The London-based studio began making films in 1934, but the company took off in the late 1950s through the early 1970s with a series of gothic and fantasy horror films starring monsters. classics such as Christopher Lee’s Dracula and Peter Cushing’s Dr. Frankenstein, plus plenty of blood, gore, and sexual tension as they could get away with.
While I personally prefer Universal Studio’s horror films of the ’30s and’ 40s, it’s hard to deny the power of Hammer’s horrors with their vivid and often garish colors, amplified violence, and PG-rated sexual sensationalism that doesn’t. might not even be suggested in films made after the Hays Code was introduced to Hollywood in 1934 until films began to rank in the late 1960s.
As a kid I always felt a little dirty watching the Hammer movies, and today I’m pretty sure that’s exactly what the producers and directors of Hammer wanted.
Are the films quality films?
Story-wise, I should say no for the most part. I see movies as guilty pleasures, but Lee and Cushing do towering figures on screen.
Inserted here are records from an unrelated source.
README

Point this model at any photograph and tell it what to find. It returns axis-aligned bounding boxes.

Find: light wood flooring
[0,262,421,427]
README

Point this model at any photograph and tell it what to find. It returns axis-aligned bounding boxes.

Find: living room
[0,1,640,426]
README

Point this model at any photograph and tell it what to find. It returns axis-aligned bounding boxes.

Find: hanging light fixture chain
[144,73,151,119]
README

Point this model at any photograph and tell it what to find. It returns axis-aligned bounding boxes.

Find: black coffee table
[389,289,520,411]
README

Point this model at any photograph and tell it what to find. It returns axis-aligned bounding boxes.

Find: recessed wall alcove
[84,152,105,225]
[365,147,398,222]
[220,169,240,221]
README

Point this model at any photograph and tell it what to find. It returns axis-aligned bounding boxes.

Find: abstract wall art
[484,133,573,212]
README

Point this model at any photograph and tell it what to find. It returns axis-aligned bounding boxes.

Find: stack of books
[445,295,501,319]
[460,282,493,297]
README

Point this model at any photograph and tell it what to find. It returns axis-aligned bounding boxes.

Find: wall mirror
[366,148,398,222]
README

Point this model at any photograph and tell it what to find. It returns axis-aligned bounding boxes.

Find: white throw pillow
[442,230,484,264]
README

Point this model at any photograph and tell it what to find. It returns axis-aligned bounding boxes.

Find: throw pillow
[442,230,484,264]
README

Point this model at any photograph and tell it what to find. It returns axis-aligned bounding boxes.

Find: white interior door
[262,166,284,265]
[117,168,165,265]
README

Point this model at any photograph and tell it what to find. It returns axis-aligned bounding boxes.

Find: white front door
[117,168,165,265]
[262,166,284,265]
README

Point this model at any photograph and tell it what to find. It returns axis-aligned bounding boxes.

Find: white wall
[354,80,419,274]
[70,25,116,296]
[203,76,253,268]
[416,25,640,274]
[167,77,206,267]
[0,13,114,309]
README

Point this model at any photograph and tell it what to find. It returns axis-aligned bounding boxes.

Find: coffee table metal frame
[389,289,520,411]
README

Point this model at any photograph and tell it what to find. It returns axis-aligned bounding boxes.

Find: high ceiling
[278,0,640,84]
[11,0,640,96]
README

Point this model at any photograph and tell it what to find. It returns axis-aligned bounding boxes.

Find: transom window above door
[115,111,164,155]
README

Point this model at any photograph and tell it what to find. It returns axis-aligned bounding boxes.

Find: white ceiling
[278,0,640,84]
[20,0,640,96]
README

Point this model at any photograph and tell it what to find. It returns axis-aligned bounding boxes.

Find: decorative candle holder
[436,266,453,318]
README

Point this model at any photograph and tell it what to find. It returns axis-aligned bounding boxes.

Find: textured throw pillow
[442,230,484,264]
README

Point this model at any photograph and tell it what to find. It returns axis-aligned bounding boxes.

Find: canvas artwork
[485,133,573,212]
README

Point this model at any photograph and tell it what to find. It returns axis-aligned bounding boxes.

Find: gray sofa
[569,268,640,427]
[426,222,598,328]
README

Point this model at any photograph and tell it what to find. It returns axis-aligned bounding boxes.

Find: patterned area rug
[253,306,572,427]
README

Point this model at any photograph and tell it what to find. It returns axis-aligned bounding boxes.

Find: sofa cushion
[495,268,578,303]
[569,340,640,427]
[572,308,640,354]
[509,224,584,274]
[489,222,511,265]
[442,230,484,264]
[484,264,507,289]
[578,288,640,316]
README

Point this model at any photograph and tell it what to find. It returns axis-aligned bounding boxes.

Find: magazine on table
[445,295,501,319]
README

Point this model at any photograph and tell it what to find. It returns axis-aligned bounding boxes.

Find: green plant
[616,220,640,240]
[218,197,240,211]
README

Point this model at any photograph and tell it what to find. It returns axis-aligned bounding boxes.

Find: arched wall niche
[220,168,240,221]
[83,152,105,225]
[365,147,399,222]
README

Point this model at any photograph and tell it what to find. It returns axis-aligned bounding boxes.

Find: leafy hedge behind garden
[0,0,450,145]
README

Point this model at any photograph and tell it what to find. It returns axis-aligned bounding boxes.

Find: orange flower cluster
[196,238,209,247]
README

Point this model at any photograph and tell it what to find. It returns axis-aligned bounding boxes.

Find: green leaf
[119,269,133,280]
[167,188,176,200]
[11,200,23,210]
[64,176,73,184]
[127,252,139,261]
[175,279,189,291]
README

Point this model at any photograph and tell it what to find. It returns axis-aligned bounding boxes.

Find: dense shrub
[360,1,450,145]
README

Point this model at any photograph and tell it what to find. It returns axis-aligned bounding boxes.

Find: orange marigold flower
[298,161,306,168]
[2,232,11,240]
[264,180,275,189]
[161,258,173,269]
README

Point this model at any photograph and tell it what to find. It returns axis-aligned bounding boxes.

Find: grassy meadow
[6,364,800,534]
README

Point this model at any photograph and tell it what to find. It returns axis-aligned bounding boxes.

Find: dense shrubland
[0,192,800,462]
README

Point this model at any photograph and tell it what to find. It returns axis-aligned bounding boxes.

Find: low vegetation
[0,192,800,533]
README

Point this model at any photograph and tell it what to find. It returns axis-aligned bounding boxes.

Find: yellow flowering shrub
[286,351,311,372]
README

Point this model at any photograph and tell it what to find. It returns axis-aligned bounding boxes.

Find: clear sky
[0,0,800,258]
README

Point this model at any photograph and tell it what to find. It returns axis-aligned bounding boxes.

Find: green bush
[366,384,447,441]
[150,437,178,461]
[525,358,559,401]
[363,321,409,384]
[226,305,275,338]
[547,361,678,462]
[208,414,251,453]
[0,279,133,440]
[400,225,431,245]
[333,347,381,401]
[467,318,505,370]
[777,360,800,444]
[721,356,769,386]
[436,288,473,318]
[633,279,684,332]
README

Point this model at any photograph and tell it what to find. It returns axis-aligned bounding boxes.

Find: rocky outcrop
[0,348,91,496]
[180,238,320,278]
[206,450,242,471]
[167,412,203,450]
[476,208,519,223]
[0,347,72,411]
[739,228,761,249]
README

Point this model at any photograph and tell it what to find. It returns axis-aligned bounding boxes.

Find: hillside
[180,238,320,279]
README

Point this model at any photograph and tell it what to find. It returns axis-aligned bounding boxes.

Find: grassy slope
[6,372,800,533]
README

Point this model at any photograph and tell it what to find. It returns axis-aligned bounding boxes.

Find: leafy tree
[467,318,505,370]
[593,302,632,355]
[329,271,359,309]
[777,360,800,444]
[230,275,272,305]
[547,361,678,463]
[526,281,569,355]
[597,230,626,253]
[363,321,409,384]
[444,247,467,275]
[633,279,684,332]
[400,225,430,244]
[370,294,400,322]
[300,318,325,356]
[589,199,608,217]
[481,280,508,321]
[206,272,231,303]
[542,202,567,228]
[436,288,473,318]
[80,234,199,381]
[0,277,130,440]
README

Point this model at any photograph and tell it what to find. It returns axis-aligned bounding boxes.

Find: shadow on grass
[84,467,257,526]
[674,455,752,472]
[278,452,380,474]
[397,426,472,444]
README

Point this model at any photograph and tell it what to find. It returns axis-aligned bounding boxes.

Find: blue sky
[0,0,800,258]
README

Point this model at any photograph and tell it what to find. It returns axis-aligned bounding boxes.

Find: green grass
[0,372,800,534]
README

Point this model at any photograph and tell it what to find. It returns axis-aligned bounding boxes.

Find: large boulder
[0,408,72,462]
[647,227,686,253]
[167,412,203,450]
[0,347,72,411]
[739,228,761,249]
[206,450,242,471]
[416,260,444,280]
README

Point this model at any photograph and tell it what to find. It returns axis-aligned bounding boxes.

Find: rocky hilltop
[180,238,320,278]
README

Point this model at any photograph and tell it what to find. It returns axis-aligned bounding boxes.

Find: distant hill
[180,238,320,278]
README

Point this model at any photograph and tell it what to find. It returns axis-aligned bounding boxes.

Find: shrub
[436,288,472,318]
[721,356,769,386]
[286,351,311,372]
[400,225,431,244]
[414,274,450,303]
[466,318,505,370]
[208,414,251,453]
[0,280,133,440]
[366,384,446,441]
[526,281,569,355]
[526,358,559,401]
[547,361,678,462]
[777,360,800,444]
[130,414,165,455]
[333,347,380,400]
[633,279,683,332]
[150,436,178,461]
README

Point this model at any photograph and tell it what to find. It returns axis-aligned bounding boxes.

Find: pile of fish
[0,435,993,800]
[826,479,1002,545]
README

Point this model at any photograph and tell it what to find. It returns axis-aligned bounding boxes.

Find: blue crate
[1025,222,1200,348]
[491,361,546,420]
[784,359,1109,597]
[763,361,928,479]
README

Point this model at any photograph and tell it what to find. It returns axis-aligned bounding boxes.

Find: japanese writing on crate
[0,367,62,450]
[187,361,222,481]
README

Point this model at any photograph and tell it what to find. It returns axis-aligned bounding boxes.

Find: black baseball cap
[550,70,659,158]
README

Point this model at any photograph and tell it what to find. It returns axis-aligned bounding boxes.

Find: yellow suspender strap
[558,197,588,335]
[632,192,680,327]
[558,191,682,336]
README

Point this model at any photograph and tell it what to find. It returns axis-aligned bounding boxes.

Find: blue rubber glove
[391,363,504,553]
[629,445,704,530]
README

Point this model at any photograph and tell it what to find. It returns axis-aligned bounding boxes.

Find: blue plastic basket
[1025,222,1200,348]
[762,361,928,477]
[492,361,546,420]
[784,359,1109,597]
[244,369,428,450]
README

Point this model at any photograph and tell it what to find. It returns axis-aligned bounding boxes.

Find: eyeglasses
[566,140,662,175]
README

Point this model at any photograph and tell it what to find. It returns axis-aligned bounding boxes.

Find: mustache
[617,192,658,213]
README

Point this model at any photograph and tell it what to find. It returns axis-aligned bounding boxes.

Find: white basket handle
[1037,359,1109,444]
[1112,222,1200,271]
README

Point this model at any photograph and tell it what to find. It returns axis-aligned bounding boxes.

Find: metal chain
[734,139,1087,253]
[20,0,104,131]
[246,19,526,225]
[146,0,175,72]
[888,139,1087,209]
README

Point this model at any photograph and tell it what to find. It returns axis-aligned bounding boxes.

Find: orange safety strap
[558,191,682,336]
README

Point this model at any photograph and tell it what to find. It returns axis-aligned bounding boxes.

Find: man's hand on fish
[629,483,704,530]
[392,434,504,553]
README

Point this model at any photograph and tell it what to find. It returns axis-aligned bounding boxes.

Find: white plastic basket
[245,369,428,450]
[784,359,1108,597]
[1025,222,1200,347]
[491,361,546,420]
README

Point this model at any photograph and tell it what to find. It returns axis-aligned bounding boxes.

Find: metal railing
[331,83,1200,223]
Their skills are superior to their equipment, in general. However, movies are scary, raw, and entertaining in their own way if you’re into horror movies.
My favorite of those airing Thursday is âDracula: Prince of Darkness,â which was Lee’s second film as the Vampire Count. Interestingly enough, Lee doesn’t have any lines in the film. His Dracula, however, is quite menacing with his fierce gaze and several vampiric whistles.
There is a dispute over why Lee didn’t have lines. The actor, who was a British spy and secret agent during World War II, said in an interview that his lines for the film were so terrible that he refused to say them. Screenwriter Jimmy Sangster, however, wrote in his book “Inside Hammer” that vampires shouldn’t be talkative.
I guess Sangster’s version is closer to the truth, judging by some of the outrageous lines Lee has spoken in other movies. However, Lee’s version of the story is more fun.
Overall, I enjoy Dracula’s movies more than Hammer’s Frankenstein movies, which mostly focus on the Mad Doctor and his vile exploits rather than his artificial monster, but Cushing is awesome like the pompous Frankenstein.